The GTX 690 has a 40 MHz higher core clock speed and 80 more Render Output Units than the GTX 780 Ti. This results in the GTX 690 providing 75.1 GPixel/s better pixeling performance. However, both GPUs support DirectX 9 or above, and pixeling performance is only really relevant when comparing older cards.
The GTX 780 Ti was released over a year more recently than the GTX 690, and so the GTX 780 Ti is likely to have better driver support, meaning it will be more optimized for running the latest games.
Both GPUs exhibit very powerful performance, so it probably isn't worth upgrading from one to the other, as both are capable of running even the most demanding games at the highest settings.
The GTX 690 has 5120 MB more video memory than the GTX 780 Ti, so is likely to be much better at displaying game textures at higher resolutions. This is supported by the fact that the GTX 690 also has superior memory performance overall.

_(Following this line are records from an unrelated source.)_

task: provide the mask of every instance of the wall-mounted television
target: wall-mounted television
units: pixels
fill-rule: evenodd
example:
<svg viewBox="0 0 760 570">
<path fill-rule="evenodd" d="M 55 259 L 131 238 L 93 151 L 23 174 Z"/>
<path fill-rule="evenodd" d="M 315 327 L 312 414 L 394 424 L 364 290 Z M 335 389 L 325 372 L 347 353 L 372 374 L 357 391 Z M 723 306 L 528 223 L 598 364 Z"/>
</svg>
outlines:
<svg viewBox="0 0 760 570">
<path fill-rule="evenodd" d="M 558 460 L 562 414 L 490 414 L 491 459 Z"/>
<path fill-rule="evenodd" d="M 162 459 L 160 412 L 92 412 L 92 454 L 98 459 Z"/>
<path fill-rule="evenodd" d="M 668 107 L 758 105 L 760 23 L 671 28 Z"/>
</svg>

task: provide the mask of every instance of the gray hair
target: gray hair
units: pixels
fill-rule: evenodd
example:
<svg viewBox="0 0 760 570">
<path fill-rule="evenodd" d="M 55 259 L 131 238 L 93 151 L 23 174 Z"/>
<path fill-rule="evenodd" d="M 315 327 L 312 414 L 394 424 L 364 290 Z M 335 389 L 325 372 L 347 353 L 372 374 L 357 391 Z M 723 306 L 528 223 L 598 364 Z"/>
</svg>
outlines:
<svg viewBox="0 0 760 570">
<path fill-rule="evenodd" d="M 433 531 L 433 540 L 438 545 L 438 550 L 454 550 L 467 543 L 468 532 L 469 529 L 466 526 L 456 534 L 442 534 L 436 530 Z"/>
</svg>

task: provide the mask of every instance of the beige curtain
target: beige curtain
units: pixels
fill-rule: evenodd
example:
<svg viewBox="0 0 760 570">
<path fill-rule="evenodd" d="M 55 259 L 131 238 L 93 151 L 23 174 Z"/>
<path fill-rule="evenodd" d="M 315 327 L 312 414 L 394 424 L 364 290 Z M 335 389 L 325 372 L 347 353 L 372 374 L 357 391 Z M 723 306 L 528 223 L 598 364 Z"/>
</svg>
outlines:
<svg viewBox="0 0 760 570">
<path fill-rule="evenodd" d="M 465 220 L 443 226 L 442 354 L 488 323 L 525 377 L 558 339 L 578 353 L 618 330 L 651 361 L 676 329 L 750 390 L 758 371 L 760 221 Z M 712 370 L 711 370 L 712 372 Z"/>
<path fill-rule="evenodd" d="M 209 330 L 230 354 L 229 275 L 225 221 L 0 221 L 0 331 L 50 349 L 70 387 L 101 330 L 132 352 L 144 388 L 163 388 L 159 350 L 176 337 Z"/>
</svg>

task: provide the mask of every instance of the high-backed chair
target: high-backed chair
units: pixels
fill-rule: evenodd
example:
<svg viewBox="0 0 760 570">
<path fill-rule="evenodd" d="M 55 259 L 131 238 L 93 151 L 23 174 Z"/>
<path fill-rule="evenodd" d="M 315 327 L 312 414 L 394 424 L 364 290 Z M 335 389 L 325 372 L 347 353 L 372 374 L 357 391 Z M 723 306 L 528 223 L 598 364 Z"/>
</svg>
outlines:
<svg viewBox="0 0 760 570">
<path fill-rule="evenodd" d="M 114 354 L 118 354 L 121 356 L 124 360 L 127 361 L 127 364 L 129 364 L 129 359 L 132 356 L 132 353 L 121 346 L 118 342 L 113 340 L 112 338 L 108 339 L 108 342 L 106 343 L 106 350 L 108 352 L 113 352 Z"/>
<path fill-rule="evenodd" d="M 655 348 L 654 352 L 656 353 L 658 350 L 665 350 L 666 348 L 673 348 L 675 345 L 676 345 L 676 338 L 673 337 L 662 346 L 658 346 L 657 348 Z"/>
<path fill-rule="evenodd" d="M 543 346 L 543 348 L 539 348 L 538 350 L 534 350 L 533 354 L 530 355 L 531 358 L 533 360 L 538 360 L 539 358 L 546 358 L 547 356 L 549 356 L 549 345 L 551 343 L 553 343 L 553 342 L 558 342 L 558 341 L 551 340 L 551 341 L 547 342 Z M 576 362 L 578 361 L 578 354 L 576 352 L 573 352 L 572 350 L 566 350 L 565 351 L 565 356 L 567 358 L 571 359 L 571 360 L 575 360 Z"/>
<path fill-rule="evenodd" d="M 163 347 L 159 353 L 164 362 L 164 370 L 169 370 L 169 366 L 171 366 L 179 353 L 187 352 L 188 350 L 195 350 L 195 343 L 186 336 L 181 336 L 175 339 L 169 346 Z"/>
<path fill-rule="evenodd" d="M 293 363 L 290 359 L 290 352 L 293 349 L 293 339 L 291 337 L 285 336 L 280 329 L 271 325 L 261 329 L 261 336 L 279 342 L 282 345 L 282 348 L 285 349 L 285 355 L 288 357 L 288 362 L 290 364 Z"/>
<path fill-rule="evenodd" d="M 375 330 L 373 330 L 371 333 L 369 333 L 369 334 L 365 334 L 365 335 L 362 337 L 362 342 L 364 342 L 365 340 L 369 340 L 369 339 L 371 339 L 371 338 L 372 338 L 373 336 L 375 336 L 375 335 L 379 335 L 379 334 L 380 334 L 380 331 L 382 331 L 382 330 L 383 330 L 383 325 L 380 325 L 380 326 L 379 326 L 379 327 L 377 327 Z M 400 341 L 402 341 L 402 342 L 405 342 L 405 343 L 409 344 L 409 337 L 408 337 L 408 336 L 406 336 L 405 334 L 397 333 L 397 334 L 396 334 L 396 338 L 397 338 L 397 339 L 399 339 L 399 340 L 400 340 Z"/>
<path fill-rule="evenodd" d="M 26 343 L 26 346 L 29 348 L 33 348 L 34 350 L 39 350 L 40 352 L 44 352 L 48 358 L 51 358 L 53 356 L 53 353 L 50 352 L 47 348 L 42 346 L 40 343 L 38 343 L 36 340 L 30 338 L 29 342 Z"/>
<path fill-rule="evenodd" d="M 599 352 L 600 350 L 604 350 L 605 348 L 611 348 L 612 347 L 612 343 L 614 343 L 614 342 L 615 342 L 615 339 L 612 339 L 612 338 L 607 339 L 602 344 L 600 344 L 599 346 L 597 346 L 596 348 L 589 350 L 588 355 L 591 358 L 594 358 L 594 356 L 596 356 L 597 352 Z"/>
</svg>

The bottom line is Nvidia is pulling out all the stops with the GTX 780 Ti in an effort to shame the R9 290X, and once again establish itself as the king of the single-GPU space. It should be noted that the GTX 780 Ti does not offer Double Precision compute performance like the GTX Titan, so CUDA developers will still prefer that card. The GTX 780 Ti is made for gamers, not scientists. I should also point out that the GTX 780 Ti supports quad-SLI, just like the GTX Titan, and the GTX 780 does not.Regardless of which one edges out the other, both are top-end cards.